Indirect composition control of a Propene/Propane Distillation Column

The system depicted in Fig. 73 consists of the separation of propene from a binary mixture with propane in a 146 stage distillation column. [3] showed that the best set of self-optimizing controlled variables as single measurements for this system are the composition of propene in the distillate and bottom products at their respective optimum nominal values. However, because direct control of composition is known to be difficult due to unreliability and slow dynamics of online analyzers, it may be better to use indirect control which is when control of primary variables can be achieved by selecting secondary variables such that the setpoint error is minimized. Metacontrol can also handle indirect control formulations since they are simply a special case of the exact local method [13][15][2].
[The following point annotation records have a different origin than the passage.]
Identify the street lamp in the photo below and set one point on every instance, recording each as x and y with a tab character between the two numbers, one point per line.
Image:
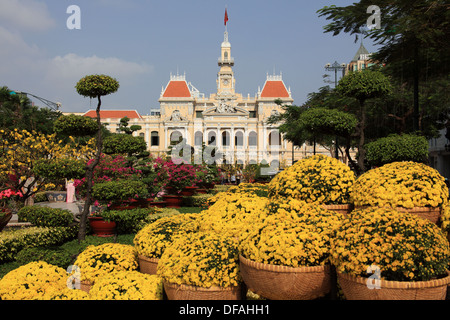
336	67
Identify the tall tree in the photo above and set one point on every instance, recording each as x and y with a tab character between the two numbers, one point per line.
17	112
363	85
413	36
94	86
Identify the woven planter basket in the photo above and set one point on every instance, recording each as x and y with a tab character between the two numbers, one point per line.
355	288
148	265
187	292
285	283
431	213
345	209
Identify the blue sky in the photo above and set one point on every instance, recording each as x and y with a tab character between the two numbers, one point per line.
142	42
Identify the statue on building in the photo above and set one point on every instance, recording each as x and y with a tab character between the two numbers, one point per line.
224	107
176	116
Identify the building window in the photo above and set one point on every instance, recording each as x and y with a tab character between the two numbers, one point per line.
225	138
176	137
212	138
274	139
198	138
239	139
252	139
154	139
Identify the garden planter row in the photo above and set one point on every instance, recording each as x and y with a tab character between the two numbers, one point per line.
305	283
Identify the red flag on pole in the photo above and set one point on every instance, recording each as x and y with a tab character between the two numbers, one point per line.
226	16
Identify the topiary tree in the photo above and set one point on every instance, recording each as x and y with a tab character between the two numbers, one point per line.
396	148
94	86
363	85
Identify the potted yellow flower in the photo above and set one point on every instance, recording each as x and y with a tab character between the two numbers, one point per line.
407	186
97	261
201	266
319	179
286	256
382	253
151	241
33	281
127	285
233	213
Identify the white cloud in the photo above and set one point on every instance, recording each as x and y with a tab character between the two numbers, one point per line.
72	65
25	15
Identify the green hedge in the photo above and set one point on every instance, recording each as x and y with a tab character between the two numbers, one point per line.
54	256
45	216
13	241
131	221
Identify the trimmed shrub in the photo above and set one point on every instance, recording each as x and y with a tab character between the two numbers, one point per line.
395	148
45	216
54	256
11	242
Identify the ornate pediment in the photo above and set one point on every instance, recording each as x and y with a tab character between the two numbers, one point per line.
225	108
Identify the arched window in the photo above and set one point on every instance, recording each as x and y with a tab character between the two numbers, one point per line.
154	139
212	138
198	138
176	137
239	139
253	139
274	138
225	138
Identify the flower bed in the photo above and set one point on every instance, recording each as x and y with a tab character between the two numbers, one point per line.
316	179
294	234
96	261
33	281
153	239
127	285
401	184
233	213
403	246
201	259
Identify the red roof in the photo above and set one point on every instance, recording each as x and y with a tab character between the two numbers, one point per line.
177	89
114	114
274	89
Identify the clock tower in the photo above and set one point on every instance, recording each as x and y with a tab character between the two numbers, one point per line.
225	78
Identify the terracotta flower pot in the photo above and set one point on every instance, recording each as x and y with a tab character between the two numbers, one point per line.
102	228
5	219
188	191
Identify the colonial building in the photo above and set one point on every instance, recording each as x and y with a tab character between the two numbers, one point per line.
234	123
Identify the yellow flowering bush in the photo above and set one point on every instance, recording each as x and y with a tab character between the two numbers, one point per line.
71	294
152	240
258	189
33	281
400	184
127	285
201	259
233	213
403	246
315	179
96	261
294	234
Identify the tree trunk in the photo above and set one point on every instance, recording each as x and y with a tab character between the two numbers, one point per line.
90	177
361	149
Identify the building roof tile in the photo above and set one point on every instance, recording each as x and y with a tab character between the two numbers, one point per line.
114	114
177	89
274	89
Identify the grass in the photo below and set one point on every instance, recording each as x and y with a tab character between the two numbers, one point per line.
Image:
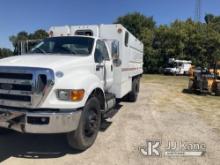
207	107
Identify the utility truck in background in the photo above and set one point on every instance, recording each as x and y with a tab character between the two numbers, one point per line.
70	81
178	67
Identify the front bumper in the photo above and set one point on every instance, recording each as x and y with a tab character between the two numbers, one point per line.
40	121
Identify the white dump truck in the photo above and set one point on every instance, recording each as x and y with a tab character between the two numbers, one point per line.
178	67
70	81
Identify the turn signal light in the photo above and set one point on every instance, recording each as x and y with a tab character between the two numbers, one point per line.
77	95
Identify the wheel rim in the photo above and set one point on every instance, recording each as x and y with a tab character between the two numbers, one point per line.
91	123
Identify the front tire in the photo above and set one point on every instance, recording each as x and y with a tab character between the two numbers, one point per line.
3	131
87	131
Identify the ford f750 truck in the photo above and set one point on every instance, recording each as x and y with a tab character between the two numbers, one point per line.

Fig. 73 Flowsheet of the propene distillation column.

The objective is to minimize the relative steady-state deviation in (1) [16].

(1)\[J = \left(\frac{x_{\text{top }}^{\mathrm{propene}} -x_{\text{top,setpoint}}^{\mathrm{propene}}} {x_{\text{top,setpoint}}^{\mathrm{propene}}}\right)^{2} +\left(\frac{x_{\text{bottom}}^{\mathrm{propene}} -x_{\text{bottom,setpoint}}^{\mathrm{propene}}}{x_{\text{bottom,setpoint}} ^{\mathrm{propene}}}\right)^{2} \label{eq:indirectindex}\]

where \(x_{\text{top,setpoint}}^{\mathrm{propene}} = 0.995\) and \(x_{\text{bottom,setpoint}}^{\mathrm{propene}} = 0.05\) [3], subject to

  • C-1: Reboiler duty \(\leq 80 GJ/h\)

using the reflux ratio and the distillate to feed ratio as available degrees of freedom.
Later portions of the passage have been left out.